Who is this article for?
CrashPlan for Small Business, yes.
Code42 for Enterprise, yes.
Link: Product plans and features.
This article applies to version 4.
Other available versions:
CrashPlan isn't designed to back up installed application files and we don't recommend adding these files to your backup selection. However, you can use CrashPlan to back up and restore your applications installers. This article explains best practices for backing up your application installers so you can restore your applications to a new or reformatted computer.
Backing up and restoring installed application files with CrashPlan is not recommended or supported. Our Customer Champions cannot assist you with recovering installed applications, so you assume all risk of unintended behavior. However, we do support backing up and restoring application installer files, which can be used to recover your applications.
Key concept: Applications files versus installers
It can be tempting to include your entire hard drive as your backup set, including application files and system files. However, this can actually lengthen the amount of time required to back up your important data, and could prevent your personal files from backing up efficiently.
As part of its normal operation, your computer creates and modifies application files, which are small. CrashPlan is backing up these files in real-time and prioritizes its to-do list based on file size and creation date. This means when your applications are open, the application files may be updated frequently and these new files are backed up before other important files in your backup selection. Due to the changes in those files, if you needed to restore the application at a later time, we could not ensure that the application would function properly.
Some symptoms you might see if CrashPlan backs up system or application files:
- Time to complete backup selection increases, sometimes by many days
- Backup never reaches 100%
- Backup status may be incorrectly reported due to frequent file changes
- No files are displayed on the Restore screen
When you purchase or download an application, the installer file is what you use to install the application on your computer. Many users delete these files after installing the application. However, these files are valuable when you need to replace a computer, reformat a drive, or recover from a crash. If you don't have the installer file, you will need to spend time finding it, determining the correct version to download, then downloading and installing it.
Unlike application files, installer files do not change. Therefore, CrashPlan only needs to back up the file once. Once it is backed up, the installer file will be available when you need it to reinstall the application, even if your computer is lost, damaged, or the file is accidentally deleted.
What to exclude from your backup file selection
Since CrashPlan isn't designed to restore your operating system or applications, there is no advantage to backing up these types of files. You can remove them from your backup file selection by clicking the Change button on the Backup tab. CrashPlan backs up the contents of every folder selected with a checkmark. To change your backup selection, simply select the folders you want to back up, and deselect the ones you don't.
You should avoid including folders that contain:
- Application and program files: These are files that your applications need in order to run. These files change frequently, so CrashPlan puts a lot of effort into backing them up when they're included.
- System files: These are files that your computer needs to run properly.
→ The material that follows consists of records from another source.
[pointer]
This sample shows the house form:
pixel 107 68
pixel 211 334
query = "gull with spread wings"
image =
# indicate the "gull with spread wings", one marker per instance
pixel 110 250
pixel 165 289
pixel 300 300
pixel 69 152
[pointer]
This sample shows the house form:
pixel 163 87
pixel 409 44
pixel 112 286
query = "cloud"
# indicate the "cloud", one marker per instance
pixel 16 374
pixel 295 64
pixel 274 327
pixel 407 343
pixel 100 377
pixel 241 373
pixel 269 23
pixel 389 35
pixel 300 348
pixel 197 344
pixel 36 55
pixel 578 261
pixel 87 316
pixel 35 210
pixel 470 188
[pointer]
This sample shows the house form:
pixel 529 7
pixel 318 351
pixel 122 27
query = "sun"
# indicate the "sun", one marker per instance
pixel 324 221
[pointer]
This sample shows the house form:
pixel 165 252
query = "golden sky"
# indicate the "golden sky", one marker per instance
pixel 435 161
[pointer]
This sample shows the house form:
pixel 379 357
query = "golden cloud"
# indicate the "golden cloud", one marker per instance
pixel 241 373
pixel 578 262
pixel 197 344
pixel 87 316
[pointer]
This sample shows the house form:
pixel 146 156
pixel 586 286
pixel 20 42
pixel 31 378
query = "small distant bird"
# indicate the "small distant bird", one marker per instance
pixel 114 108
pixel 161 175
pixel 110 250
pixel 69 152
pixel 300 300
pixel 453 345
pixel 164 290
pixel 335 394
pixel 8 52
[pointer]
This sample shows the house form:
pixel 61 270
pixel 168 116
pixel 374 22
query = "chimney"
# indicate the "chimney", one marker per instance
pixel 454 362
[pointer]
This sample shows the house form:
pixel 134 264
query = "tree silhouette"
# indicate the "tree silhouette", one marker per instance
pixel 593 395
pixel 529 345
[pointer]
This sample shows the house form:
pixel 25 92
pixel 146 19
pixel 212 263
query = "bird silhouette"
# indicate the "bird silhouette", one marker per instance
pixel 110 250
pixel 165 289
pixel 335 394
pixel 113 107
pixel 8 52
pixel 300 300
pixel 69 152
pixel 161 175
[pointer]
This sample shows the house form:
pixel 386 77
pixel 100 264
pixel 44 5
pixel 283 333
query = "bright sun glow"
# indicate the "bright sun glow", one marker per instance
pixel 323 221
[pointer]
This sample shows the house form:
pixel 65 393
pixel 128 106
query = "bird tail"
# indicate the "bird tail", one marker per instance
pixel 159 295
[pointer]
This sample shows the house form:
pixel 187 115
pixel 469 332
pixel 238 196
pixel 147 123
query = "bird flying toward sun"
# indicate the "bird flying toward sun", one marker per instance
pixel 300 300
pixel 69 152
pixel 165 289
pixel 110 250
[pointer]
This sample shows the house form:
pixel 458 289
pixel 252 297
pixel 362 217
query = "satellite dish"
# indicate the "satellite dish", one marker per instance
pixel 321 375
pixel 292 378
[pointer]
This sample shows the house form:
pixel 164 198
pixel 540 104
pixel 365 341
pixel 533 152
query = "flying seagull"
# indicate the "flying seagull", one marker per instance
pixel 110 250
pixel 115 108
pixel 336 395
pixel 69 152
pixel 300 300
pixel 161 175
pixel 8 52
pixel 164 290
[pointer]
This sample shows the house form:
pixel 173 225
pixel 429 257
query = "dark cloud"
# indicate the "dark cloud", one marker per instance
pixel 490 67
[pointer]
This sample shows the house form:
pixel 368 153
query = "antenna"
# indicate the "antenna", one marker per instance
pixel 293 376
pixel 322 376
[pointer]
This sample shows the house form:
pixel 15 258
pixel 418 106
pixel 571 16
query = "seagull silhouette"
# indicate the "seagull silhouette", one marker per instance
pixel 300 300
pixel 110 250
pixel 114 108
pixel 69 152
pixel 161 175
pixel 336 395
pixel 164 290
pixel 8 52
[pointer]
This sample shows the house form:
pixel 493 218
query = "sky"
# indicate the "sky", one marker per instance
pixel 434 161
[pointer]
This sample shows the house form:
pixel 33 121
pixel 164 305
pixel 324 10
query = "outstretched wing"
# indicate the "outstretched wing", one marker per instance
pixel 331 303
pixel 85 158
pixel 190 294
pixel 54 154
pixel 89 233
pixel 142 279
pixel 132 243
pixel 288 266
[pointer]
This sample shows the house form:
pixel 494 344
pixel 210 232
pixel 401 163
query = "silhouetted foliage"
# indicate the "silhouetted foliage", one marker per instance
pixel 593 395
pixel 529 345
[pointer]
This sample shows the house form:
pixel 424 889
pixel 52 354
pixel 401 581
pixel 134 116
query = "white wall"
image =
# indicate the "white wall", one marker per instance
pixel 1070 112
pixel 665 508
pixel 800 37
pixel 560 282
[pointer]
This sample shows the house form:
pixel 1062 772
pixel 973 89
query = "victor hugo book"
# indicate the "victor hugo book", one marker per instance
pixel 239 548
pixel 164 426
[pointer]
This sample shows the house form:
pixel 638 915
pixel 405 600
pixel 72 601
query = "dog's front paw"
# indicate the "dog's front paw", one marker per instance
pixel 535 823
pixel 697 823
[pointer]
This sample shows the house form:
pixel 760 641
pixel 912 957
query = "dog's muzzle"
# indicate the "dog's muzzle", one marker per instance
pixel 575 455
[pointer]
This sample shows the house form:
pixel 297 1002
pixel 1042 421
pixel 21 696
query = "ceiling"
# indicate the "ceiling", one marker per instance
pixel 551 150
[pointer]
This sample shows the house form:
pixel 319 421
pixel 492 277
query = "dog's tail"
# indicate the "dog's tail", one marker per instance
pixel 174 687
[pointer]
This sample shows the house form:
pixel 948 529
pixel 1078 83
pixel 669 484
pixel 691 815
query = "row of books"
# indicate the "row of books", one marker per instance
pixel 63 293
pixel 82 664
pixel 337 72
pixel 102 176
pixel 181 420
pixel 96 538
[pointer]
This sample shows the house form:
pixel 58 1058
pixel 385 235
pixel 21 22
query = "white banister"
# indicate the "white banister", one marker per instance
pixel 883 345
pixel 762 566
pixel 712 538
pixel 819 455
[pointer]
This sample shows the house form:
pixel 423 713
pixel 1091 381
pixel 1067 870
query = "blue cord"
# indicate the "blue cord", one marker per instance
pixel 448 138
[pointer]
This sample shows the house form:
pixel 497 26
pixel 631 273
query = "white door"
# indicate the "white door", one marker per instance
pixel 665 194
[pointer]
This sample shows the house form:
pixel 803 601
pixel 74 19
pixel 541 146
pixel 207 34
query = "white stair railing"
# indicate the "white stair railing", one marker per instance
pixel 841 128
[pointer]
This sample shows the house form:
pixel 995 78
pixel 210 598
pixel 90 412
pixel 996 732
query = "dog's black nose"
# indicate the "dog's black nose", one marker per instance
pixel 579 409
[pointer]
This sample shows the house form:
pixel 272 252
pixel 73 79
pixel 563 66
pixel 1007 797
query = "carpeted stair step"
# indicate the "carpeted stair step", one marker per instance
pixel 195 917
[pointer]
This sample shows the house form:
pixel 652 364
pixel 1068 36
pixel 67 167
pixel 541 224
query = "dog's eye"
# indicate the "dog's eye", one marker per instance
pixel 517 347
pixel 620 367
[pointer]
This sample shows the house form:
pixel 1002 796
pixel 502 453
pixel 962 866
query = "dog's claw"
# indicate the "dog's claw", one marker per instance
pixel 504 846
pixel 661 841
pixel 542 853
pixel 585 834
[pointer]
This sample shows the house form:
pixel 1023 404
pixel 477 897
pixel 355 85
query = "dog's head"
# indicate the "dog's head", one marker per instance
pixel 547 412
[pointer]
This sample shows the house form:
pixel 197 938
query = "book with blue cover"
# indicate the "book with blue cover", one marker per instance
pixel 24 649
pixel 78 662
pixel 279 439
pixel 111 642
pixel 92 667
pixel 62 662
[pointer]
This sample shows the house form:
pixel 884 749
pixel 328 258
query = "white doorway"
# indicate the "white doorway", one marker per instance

These also change frequently and are best recovered using the operating system installation media.
- Your backup archives: It is not possible to back up a CrashPlan backup archive (i.e., the file that contains your compressed and encrypted backup information).
Just be careful – if you deselect a folder after it has backed up, it will be permanently removed from your backup archive.
What to include in your backup file selection
The best way to avoid backing up system and application files is to back up folders you're familiar with—like Documents, Music, Downloads, Desktop, and any other folders where you store personal files.
Backing up your user folder works great for many users because it typically includes the majority of your personal files (for example, the default folders for your pictures, music, documents, and downloads). We suggest creating a folder within your User directory called "Installers" and storing the installer files for any software that you download or install in that folder. Having CrashPlan backup that folder ensures that you can always find and restore the applications that you need.
In addition, if you have purchased a license for any of your software or have serial numbers for an application, it is your responsibility to keep a copy of those keys. We suggest creating a .txt file within the Installers folder and adding any license keys or serial numbers to that file.